Conservatism, in contrast, claims allegiance to individual freedom yet happily endorses drug prohibition and bans on homosexual marriage. Conservatism asserts affection for free markets, but endorses crony capitalism, such as the Export‐Import Bank. Conservatives are enthusiastic about foreign policy interventions when a Republican controls the White House, but far more skeptical otherwise. Conservatives endorse states’ rights regarding gun control, but not abortion, drug policy or same‐sex marriage.
Liberalism is no better. It defends a woman’s right to choose an abortion, yet challenges parents’ right to choose parochial schools for their children. Liberals rant about poverty yet object to greater low‐skill immigration, which would help people far poorer than most existing residents. Liberals criticize foreign‐policy interventions when Republicans control the White House, but support them more readily when a Democrat is in power. Liberals are equally inconsistent as conservatives on states’ rights, just in the opposite direction.
Thus, libertarianism differs radically from both liberalism and conservatism. It opposes crony capitalism for energy companies, whether green or fossil. Libertarians oppose federal policies in favor of state control, whether regarding guns, schools, marriage, abortion or drugs. Libertarians oppose government infringements of personal liberties in all areas, save cases where one person’s freedom harms another’s (e.g., murder).
This consistency does not, by itself, make libertarianism “right,” but it shows libertarianism’s unique perspective on government. Libertarianism holds that government causes many current problems, so more government is unlikely to reduce these problems. The best approach is to remove the existing government that causes or exacerbates the problem in the first place.
Can libertarianism command substantial support from the American electorate?
Hard‐core libertarianism — the version that opposes almost every government policy adopted since the 1790s — does not (yet) have wide appeal. Truly minimal government seems to scare many people (even though the United States became an economic and military power over its first 100 years or so with far less government than now).

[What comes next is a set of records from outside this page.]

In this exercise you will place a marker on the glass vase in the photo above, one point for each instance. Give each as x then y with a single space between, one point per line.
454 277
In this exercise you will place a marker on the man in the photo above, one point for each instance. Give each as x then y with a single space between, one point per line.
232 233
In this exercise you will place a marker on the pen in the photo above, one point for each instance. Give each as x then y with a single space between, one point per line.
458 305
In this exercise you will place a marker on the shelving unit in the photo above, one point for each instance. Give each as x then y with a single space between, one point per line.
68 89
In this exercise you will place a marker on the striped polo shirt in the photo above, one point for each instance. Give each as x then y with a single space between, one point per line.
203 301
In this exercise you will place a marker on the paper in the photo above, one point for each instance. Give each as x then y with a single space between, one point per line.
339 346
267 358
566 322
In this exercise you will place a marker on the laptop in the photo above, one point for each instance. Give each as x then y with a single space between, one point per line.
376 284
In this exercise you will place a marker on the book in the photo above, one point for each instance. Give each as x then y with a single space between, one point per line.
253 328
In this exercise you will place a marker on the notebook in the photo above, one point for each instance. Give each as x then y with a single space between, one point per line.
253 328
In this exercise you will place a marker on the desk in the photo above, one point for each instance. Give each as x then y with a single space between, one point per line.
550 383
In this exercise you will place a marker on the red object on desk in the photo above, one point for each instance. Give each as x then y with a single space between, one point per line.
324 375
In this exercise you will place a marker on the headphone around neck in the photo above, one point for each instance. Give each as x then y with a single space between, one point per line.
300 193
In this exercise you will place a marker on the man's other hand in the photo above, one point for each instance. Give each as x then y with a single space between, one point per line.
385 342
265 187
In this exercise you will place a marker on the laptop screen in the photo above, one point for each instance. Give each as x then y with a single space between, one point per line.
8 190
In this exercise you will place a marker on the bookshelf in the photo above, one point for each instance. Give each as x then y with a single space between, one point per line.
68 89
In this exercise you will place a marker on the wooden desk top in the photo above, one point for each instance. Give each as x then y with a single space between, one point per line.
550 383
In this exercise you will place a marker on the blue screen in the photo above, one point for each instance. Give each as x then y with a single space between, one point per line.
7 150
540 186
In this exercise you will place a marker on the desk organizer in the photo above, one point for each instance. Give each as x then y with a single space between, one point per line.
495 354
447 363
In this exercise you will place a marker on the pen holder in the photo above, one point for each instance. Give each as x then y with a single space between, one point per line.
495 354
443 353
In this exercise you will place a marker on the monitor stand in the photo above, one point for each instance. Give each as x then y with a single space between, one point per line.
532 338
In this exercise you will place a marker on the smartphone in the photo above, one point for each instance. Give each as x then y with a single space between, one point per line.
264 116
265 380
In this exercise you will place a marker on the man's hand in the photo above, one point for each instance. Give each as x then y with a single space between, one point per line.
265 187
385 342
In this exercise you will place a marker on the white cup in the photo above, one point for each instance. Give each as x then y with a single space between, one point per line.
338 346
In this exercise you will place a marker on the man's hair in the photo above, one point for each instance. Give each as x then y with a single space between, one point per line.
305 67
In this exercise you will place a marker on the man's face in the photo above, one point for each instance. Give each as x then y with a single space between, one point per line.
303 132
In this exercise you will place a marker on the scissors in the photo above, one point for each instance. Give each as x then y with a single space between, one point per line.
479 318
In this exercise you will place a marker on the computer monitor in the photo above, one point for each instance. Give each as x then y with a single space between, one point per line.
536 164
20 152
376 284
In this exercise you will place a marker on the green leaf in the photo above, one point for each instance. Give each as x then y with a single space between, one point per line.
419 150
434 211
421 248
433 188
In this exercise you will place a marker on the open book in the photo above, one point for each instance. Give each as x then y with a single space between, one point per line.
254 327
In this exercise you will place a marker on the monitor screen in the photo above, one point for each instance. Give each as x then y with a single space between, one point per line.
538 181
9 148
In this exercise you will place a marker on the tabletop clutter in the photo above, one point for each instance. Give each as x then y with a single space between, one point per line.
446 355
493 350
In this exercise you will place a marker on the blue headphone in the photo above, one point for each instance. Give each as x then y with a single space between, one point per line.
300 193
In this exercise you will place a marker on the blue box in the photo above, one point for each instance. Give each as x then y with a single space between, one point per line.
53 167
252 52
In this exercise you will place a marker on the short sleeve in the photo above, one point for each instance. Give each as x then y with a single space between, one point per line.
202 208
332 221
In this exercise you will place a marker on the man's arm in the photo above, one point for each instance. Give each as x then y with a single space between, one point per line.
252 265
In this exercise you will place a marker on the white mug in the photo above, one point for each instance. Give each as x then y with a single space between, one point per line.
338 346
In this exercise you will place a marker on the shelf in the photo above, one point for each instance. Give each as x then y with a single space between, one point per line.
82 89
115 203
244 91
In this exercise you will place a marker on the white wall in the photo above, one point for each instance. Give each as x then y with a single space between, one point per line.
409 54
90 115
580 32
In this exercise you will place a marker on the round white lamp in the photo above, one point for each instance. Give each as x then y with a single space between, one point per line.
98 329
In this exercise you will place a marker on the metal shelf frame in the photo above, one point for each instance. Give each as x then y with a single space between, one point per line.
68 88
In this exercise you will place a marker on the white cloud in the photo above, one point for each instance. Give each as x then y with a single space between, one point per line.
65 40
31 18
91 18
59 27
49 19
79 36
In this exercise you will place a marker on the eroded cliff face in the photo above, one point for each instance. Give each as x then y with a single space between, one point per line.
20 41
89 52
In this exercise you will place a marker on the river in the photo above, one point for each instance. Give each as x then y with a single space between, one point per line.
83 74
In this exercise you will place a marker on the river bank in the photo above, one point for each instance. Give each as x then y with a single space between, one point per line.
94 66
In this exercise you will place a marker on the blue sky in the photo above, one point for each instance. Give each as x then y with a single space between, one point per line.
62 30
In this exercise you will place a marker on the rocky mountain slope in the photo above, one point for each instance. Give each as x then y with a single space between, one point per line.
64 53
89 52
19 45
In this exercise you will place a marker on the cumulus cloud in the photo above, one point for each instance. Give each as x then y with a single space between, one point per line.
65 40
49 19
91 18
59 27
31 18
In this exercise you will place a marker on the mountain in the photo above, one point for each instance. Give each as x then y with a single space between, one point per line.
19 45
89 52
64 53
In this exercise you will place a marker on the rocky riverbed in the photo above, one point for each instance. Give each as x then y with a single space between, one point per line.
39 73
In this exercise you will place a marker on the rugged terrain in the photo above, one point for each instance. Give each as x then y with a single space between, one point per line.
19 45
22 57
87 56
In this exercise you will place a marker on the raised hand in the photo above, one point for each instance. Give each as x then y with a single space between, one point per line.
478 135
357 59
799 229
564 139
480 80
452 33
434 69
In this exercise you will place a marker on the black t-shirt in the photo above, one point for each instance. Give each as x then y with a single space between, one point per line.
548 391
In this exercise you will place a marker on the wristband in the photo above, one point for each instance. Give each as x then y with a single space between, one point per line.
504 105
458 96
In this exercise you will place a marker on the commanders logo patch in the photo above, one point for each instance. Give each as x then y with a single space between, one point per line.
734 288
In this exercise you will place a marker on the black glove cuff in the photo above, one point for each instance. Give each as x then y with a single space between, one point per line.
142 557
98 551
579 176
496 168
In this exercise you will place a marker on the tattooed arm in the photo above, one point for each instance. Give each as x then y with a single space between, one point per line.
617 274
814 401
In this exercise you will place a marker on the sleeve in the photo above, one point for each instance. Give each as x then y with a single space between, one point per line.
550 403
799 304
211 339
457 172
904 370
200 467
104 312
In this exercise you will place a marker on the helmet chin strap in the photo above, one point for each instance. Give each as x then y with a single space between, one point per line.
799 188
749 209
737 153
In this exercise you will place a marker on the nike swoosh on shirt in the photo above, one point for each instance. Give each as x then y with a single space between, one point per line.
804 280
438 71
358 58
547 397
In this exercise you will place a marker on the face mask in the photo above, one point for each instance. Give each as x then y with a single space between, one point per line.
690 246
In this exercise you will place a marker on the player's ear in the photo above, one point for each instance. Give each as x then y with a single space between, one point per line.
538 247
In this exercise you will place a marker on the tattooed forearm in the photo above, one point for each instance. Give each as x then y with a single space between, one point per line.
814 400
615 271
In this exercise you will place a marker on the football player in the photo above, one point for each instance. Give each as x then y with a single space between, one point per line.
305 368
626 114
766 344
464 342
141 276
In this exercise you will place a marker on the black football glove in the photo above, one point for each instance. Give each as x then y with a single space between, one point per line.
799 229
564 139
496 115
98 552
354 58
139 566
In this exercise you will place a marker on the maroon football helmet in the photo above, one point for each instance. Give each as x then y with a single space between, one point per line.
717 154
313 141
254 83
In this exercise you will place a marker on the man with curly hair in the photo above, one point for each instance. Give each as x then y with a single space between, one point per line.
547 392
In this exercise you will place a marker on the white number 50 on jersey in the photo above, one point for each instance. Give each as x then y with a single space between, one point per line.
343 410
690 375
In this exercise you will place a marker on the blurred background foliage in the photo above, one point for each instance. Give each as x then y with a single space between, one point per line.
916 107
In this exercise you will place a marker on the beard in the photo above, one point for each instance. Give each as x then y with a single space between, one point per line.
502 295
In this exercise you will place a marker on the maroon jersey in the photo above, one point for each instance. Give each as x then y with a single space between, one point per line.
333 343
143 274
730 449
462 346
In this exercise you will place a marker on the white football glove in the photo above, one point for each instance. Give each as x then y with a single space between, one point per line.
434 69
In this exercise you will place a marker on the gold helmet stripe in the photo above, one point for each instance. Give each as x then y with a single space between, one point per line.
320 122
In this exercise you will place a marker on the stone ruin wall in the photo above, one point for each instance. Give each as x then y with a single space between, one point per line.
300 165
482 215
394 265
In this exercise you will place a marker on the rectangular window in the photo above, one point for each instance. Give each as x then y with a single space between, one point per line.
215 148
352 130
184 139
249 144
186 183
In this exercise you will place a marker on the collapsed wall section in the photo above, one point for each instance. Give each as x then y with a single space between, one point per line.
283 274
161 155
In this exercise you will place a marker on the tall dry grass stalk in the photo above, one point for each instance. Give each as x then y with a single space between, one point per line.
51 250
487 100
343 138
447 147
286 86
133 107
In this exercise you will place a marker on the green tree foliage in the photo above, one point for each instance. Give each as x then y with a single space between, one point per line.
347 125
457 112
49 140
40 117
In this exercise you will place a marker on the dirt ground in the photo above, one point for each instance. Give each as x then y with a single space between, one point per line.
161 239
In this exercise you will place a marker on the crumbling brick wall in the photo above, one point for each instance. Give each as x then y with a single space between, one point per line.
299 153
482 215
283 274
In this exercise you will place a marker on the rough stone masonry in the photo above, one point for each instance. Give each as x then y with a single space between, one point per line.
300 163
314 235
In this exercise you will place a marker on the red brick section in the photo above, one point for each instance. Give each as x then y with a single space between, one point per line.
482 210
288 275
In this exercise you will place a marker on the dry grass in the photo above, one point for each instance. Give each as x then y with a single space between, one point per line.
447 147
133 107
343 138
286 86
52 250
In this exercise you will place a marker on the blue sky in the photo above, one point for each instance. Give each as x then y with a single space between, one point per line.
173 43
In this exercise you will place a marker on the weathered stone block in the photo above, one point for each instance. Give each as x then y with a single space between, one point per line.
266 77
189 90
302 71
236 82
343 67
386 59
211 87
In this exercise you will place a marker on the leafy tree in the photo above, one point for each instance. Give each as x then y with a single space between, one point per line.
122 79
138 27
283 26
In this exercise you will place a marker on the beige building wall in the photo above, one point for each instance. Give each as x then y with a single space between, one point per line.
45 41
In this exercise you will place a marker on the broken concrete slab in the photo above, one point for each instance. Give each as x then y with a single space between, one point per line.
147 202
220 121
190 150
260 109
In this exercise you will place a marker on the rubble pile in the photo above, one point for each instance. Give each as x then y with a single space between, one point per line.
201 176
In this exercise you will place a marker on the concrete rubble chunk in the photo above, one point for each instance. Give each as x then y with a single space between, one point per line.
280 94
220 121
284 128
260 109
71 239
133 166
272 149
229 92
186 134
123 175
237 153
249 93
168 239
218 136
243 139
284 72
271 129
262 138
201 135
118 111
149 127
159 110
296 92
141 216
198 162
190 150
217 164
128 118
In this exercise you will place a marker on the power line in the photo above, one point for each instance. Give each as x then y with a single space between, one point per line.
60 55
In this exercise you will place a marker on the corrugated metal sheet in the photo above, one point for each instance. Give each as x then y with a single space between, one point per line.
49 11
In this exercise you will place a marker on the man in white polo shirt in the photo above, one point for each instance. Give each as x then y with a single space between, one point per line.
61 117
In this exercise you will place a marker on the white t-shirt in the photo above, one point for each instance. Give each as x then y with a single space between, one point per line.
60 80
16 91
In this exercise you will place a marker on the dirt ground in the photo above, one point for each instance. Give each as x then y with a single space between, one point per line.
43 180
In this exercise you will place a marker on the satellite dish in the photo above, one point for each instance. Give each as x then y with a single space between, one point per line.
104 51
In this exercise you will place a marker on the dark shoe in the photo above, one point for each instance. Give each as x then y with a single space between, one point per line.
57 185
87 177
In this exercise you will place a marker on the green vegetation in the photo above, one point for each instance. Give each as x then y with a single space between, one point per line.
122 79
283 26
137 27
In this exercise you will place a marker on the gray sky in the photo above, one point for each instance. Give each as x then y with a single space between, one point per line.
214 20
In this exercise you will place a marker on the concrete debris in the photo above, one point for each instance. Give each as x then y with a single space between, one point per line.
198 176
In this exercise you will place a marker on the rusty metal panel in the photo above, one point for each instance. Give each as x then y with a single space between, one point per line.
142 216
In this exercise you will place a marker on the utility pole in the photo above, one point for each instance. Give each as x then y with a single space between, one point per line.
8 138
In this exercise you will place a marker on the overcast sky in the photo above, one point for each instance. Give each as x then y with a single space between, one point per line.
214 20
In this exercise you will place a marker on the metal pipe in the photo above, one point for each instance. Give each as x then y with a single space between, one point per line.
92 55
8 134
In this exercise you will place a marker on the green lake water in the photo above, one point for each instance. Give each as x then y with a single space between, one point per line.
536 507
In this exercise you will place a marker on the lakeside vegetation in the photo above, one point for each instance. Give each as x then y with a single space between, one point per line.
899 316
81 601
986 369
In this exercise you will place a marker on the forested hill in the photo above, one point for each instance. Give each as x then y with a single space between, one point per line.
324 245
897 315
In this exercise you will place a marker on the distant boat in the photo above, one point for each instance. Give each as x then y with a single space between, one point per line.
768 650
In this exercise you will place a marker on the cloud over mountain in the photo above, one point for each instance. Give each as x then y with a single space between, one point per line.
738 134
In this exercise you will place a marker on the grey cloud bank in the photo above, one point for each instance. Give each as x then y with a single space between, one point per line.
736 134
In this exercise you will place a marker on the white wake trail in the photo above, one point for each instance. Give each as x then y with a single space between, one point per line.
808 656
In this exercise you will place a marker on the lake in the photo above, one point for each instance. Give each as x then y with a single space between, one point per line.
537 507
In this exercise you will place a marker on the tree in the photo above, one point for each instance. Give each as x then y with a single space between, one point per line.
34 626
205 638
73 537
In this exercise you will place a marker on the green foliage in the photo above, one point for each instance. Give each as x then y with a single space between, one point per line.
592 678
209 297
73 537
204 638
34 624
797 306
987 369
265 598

“Soft” libertarianism has considerable appeal, though, since many have come to recognize the negatives of too much government. A 2010 study by my Cato colleagues David Boaz and David Kirby characterized 14 percent of American voters as libertarian. A 2009 Gallup poll estimated 23 percent as having libertarian views, and a Zogby poll found that 44 percent identified as libertarian, agreeing their views were “fiscally conservative but socially liberal.”
This degree of support does not mean libertarians can yet win national office, but they can push conservatives and liberals toward more consistent views. Libertarian‐leaning liberals can nudge Democrats to support cuts in entitlements so these programs do not bankrupt the country. Libertarian‐leaning conservatives can push Republicans to support marijuana legalization, expanded immigration or homosexual marriage out of genuine respect for individual liberty. The combination could create a “libertarian‐middle” that all politicians would have to accommodate.
The time is ripe for this libertarian awakening.